CLAIRE EASED HER grip on the pistol and took long, deep breaths.
“Are you trying to provoke me?”
Gray couldn’t help but laugh. “I know that’s a losing bet. I’m asking you, honestly, did you kill him? Didn’t I warn you back then? About not getting involved with that man?”
“You did.”
He had cautioned her against attachments when he’d first heard about Paul. Relationships with civilians usually ended badly. He encouraged operators to get together with people inside the teams.
For all the silence directed to outsiders, there was openness with those in the brotherhood. Intelligence professionals bonded deeply and quickly. It was like putting your thumb over a hose: All that built-up pressure from not being able to talk to most people made relationships with those you could confide in all the more intense.
But Claire hated the bubble, the same small circle of lies, of fake names in the same bars in the same war-torn towns, the same circuit of contractors and black units in their flannel shirts, beards, and ball caps.
Cold Harvest had brought out the most dangerous parts of her, and living that life both at home and at work was too much. She had met Paul while using her cover in Turkey. That was all he knew of her: Carol, the innocent. He and that fake life were her escape from the killing.
But Gray had warned her: “You can’t tell him who you are. It’s too dangerous. He’s a reporter.”
“He’s a photographer.”
She had understood, even then. His life was about exposing the truth. Hers was about hiding it. “Come on, Claire,” Gray had said.
It didn’t take a genius to see the logic: That getting involved with Paul was a suicidal impulse. That it meant she wanted to expose herself, let the sunlight in. Kill everything that grew in the dark. She had nothing to be afraid of. She would stand up and answer for the death of every terrorist, arms trafficker, and dictator she had put in the ground.

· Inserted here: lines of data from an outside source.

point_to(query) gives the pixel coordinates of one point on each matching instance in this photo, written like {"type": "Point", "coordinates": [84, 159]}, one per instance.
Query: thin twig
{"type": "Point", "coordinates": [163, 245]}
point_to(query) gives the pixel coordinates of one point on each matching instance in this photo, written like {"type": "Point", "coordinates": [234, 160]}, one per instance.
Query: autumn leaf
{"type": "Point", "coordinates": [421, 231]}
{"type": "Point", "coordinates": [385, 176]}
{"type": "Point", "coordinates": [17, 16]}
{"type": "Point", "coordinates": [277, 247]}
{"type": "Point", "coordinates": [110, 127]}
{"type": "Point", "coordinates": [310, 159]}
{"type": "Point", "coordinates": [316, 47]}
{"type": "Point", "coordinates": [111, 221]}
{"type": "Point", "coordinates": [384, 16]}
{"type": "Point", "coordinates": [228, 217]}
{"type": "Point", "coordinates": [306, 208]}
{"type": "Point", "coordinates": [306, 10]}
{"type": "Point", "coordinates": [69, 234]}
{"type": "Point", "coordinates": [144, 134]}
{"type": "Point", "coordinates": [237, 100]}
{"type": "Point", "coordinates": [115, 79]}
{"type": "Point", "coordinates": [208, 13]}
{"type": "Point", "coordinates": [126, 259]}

“Does Paul check out?” she had asked him then.
Of course Gray had done the background workup. He ran checks on his pool cleaner.
“Does he?”
“He does. Are you going to get married as Carol? Live as a cover?”
That had been her plan: The lie would become the real life, and the person she had been before would become an odd variation, locked away in her work. It sounded wrong to say yes back then. But the more she thought about it, the more she liked it.
“Who could imagine?” she’d said. “A woman getting married and losing her name.”
“Those bonds are dangerous, Claire. People can exploit them. They give the enemy a way in.”
“I can take care of myself.”
“I know. But what about him?”
She hadn’t had an answer for him then. But he had been right. And now her husband was dead.